The panel unanimously concludes this case is suitable for decision without oral argument. See Fed.R.App.P. 34(a)(2).
Filed November 22, 2010.
Brenda Carolina Diaz, Esquire, Phung Miyamoto Diaz, LLP, Los Angeles, CA, for Petitioners.
Pegah Vakili, DOJ-U.S. Department of Justice, Washington, DC, Ronald E. Lefevre, Office of the District Counsel, Department of Homeland Security, San Francisco, CA, for Respondent.
On Petition for Review of an Order of the Board of Immigration Appeals. Agency Nos. A099-675-928, A099-675-929.
Before: TASHIMA, BERZON, and CLIFTON, Circuit Judges.
This disposition is not appropriate for publication and is not precedent except as provided by 9th Cir. R. 36-3.
Jackelin Antonia Guerrero-Hernandez and her son, natives and citizens of El Salvador, petition for review of the Board of Immigration Appeals' ("BIA") order dismissing their appeal from the immigration judge's decision denying their application for asylum, withholding of removal, and protection under the Convention Against Torture ("CAT"). We have jurisdiction under 8 U.S.C. § 1252. We review de novo the BIA's legal conclusions and review for substantial evidence factual findings. Barrios v. Holder, 581 F.3d 849, 854 (9th Cir. 2009). We deny the petition for review.

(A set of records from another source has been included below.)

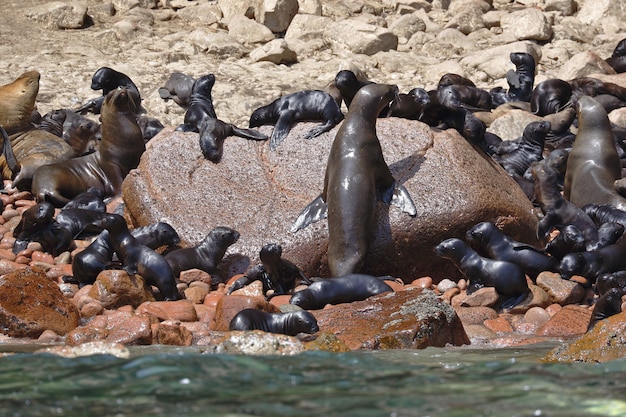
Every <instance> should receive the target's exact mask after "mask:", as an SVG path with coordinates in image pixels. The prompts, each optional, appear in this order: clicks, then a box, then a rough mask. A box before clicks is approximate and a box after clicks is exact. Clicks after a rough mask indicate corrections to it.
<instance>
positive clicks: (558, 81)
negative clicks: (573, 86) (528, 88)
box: [530, 78, 572, 116]
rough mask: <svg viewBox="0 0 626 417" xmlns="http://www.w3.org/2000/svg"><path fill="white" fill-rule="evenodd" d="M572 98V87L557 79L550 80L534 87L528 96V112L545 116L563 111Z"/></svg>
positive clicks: (555, 78) (570, 100) (541, 83)
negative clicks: (529, 96) (530, 95)
mask: <svg viewBox="0 0 626 417" xmlns="http://www.w3.org/2000/svg"><path fill="white" fill-rule="evenodd" d="M571 98H572V86H571V85H570V84H569V83H568V82H567V81H563V80H561V79H559V78H550V79H547V80H545V81H542V82H540V83H539V84H537V85H536V86H535V88H534V89H533V92H532V94H531V96H530V112H531V113H533V114H536V115H537V116H546V115H548V114H552V113H557V112H559V111H561V110H563V109H565V108H566V107H567V106H568V105H569V104H570V103H571Z"/></svg>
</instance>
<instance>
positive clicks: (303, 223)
mask: <svg viewBox="0 0 626 417" xmlns="http://www.w3.org/2000/svg"><path fill="white" fill-rule="evenodd" d="M409 199H410V197H409ZM326 217H328V206H326V202H325V201H324V199H323V198H322V195H321V194H320V195H319V196H317V198H315V200H313V201H311V202H310V203H309V205H308V206H306V207H305V208H304V210H302V212H301V213H300V215H299V216H298V218H297V219H296V221H295V222H293V225H292V226H291V233H295V232H297V231H298V230H300V229H304V228H305V227H307V226H308V225H310V224H311V223H315V222H317V221H320V220H323V219H325V218H326Z"/></svg>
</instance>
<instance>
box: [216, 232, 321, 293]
mask: <svg viewBox="0 0 626 417" xmlns="http://www.w3.org/2000/svg"><path fill="white" fill-rule="evenodd" d="M282 254H283V248H282V246H281V245H279V244H277V243H269V244H267V245H265V246H263V247H262V248H261V251H260V252H259V258H260V259H261V265H257V266H254V267H252V268H250V269H249V270H248V271H246V273H245V274H244V276H243V277H241V278H239V279H237V280H236V281H235V282H234V283H233V285H231V287H230V288H229V289H228V292H227V294H231V293H232V292H233V291H236V290H239V289H241V288H243V287H244V286H246V285H248V284H250V283H251V282H253V281H261V283H262V284H263V294H266V295H267V298H268V299H270V298H272V297H274V296H276V295H282V294H289V293H290V292H291V291H293V289H294V288H296V286H298V285H300V284H302V283H305V284H307V285H308V284H310V283H311V282H310V281H309V279H308V278H307V277H306V276H305V275H304V273H302V271H301V270H300V268H298V267H297V266H296V265H295V264H294V263H293V262H291V261H289V260H287V259H283V258H282V257H281V256H282ZM270 291H271V292H272V294H270V295H268V292H270Z"/></svg>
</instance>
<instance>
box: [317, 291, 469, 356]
mask: <svg viewBox="0 0 626 417" xmlns="http://www.w3.org/2000/svg"><path fill="white" fill-rule="evenodd" d="M312 313H313V314H314V315H315V317H316V319H317V323H318V326H319V328H320V331H321V332H326V333H333V334H335V335H336V336H337V338H338V339H340V340H341V341H343V342H344V343H345V344H346V345H347V346H348V347H349V348H350V349H422V348H425V347H428V346H445V345H447V344H451V345H455V346H459V345H463V344H469V339H468V337H467V334H466V333H465V330H464V329H463V325H462V324H461V320H460V319H459V317H458V316H457V315H456V313H455V312H454V309H452V307H450V306H449V305H448V304H446V303H444V302H442V301H441V300H440V299H439V298H438V297H437V296H436V295H435V293H434V292H432V291H428V290H417V289H407V290H406V291H400V292H394V293H386V294H380V295H376V296H374V297H370V298H369V299H367V300H365V301H357V302H353V303H349V304H340V305H336V306H331V307H329V308H324V309H322V310H316V311H314V312H312Z"/></svg>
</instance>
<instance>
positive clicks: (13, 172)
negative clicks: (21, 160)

Guerrero-Hernandez does not challenge the BIA's rejection of her proposed social group. Substantial evidence supports the BIA's determination that Guerrero-Hernandez failed to establish the extortion demands and threats from gang members were on account of a protected ground. See id. at 856 (evidence supported conclusion that gang victimized the petitioner for economic and personal reasons rather than on account of a protected ground); see also Parussimova v. Mukasey, 555 F.3d 734, 740 (9th Cir. 2009) ("[t]he REAL ID Act requires that a protected ground represent `one central reason' for an asylum applicant's persecution"). Accordingly, because Guerrero-Hernandez failed to demonstrate she was persecuted or fears persecution on account of a protected ground, we deny the petition as to petitioners' asylum and withholding of removal claims. See Barrios, 581 F.3d at 856; see Ochave v. INS, 254 F.3d 859, 865 (9th Cir. 2001) ("Asylum generally is not available to victims of civil strife, unless they are singled out on account of a protected ground.").
Substantial evidence also supports the agency's denial of CAT relief because petitioners did not establish a likelihood of being tortured in El Salvador. See Santos-Lemus v. Mukasey, 542 F.3d 738, 747-48 (9th Cir. 2008).